Customer Lifetime Value using Anonymous Visit Data
Led By: Eric Bradlow, K.P. Chao Professor, Professor of Marketing, Statistics, Education and Economics
Wednesday, February 7, 2018

Wharton Alumni Relations is excited to bring you the next faculty webinar offered to our Wharton alumni community. Registration is available EXCLUSIVELY to Wharton Club of Northern California members.  Space is limited, so register today!  If you are not already a member of our club, we encourage you to join the club and take advantage of this valuable benefit.

Register Online 
Date: Wednesday, February 7, 2018
Time:
9:00am - 10:00am PST
Cost: No cost for WCNC Members.  A link to the webinar will be sent to all registrants 24 hours prior to the webinar.

About this session:
Targeting individual consumers has become a hallmark of direct and digital marketing, particularly as it has become easier to identify customers as they interact repeatedly with a company. However, across a wide variety of contexts and tracking technologies, companies and that customers can not be consistently identified which leads to a substantial fraction of anonymous visits in any CRM database. We develop a Bayesian imputation approach that allows us to probabilistically assign anonymous sessions to users, while accounting for a customer's demographic information, frequency of interaction with them, and activities the customer engages in.

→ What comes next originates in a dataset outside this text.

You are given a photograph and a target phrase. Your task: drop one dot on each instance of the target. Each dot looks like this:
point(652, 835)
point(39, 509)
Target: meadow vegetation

Our approach simultaneously estimates a hierarchical model of customer behavior while probabilistically imputing which customers made the anonymous visits. We present both synthetic and real data studies that demonstrate our approach makes more accurate inference about individual customers' preferences and responsiveness to marketing, relative to common approaches to anonymous visits: nearest-neighbor matching or ignoring the anonymous visits. We show how companies who use the proposed method will be better able to target individual customers, as well as infer how many of the anonymous visits are made by new customers.